D'une carrière menacée à la consécration continentale
Il y a quelques années encore, Ismaïla Sarr était un homme en quête de stabilité. Passé par Metz, par Watford où il s'était fait remarquer en Premier League, le Sénégalais ne trouvait pas son véritable point d'ancrage. Les doutes circulaient : trop irrégulier ? Trop jeune mentalement ? Les clubs hésitaient. Crystal Palace, lui, y a cru. En particulier lors des derniers mercatos, le club londonien a investi en confiance, en certitude que Sarr pouvait devenir un élément structurant.
Cette saison en Conférence a donc marqué un tournant. Pas une métamorphose spectaculaire — Sarr n'a jamais fondamentalement changé — mais plutôt une libération. L'espace lui a permis de respirer. Une compétition qui pouvait sembler moins prestigieuse que la Ligue des champions ou l'Europa League s'est avérée être le bon cadre pour montrer qu'il y avait un vrai footballeur derrière les doutes accumulés. Quelque part, il y a une leçon là-dedans sur la manière d'évaluer les talents. Sarr n'était pas moins bon ; il attendait simplement les bonnes conditions.

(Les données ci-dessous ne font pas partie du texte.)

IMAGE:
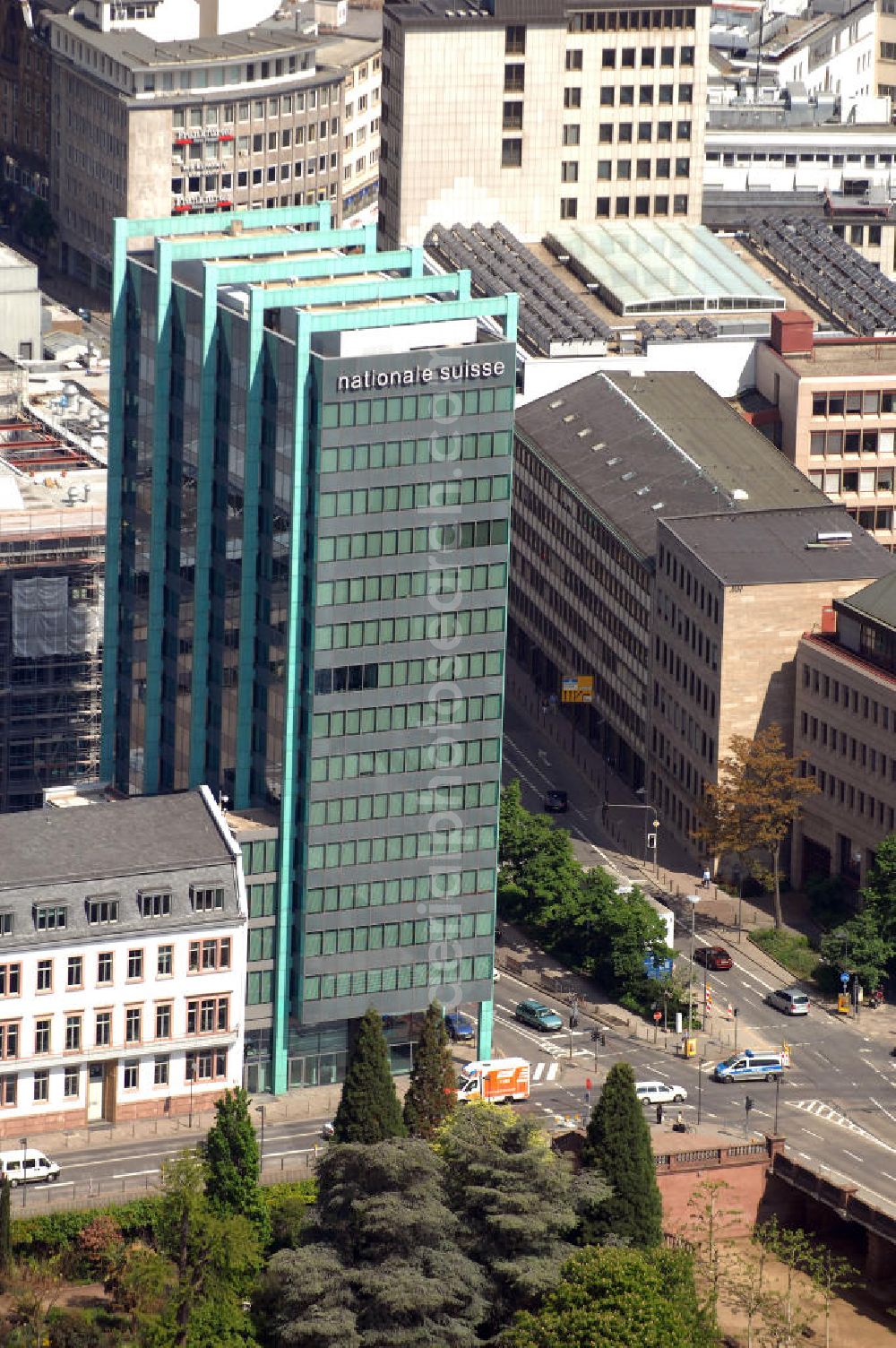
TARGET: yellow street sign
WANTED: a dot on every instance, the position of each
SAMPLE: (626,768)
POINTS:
(580,687)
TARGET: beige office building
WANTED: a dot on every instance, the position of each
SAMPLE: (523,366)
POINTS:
(538,114)
(845,724)
(836,402)
(733,595)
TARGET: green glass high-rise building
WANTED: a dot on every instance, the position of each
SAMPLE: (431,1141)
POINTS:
(306,598)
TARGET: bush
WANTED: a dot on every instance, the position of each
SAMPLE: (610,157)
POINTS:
(58,1231)
(831,901)
(792,949)
(289,1206)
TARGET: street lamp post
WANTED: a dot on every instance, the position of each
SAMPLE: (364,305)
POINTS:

En enfilant le maillot de Crystal Palace en Conférence, il a redécouvert une forme d'insouciance. Plus à prouver quoi que ce soit à Watford ou aux clubs de Premier League qui l'avaient laissé filer. Juste à jouer au football, à montrer ce qu'il savait faire depuis le départ : être utile, être décisif, être présent pour ses coéquipiers. C'est en restant dans cette logique simple qu'il a attiré l'attention des observateurs européens, puis des votants chargés d'élire le meilleur joueur de la compétition.
Palace renforcée, Sarr aspiré vers de plus grands défis
Cette consécration individuelle pose maintenant une question délicate pour Crystal Palace. Comment retenir un homme qui vient de prouver qu'il pouvait rivaliser au plus haut niveau continental ? Le mercato estival approche. Les appels téléphoniques arrivent déjà, assurément. Les gros cadors européens, ceux pour qui la Conférence est une anomalie temporaire, sauront désormais que Sarr existe vraiment.
Oliver Glasner construit quelque chose de solide à Selhurst Park. Cette saison a montré que Crystal Palace n'était plus condamné à attendre les miettes en Coupe d'Europe. L'équipe y a cru, et le trophée de meilleur joueur de Sarr en est la preuve vivante. Mais la logique des transferts, elle, ne s'arrête jamais. Un homme consacré à ce niveau devient une monnaie d'échange pour les grands clubs en mal de renforcement.
Ce que Palace doit maintenant résoudre, c'est simple : peut-il offrir à Sarr une trajectoire capable de rivaliser avec ce qu'on lui proposera ailleurs ? La Ligue Europa Conférence, c'est beau, c'est glorieux pour un club comme le sien. Mais pour un joueur de cet acabit, la suite naturelle mène ailleurs. À moins que Palace ne réussisse un coup de maître cet été et ne construise une équipe véritablement compétitive en Premier League, capable de jouer la Ligue des champions dès la saison prochaine. Voilà l'enjeu réel. Sarr a montré de quoi il était capable. À Palace de le convaincre de rester pour en profiter.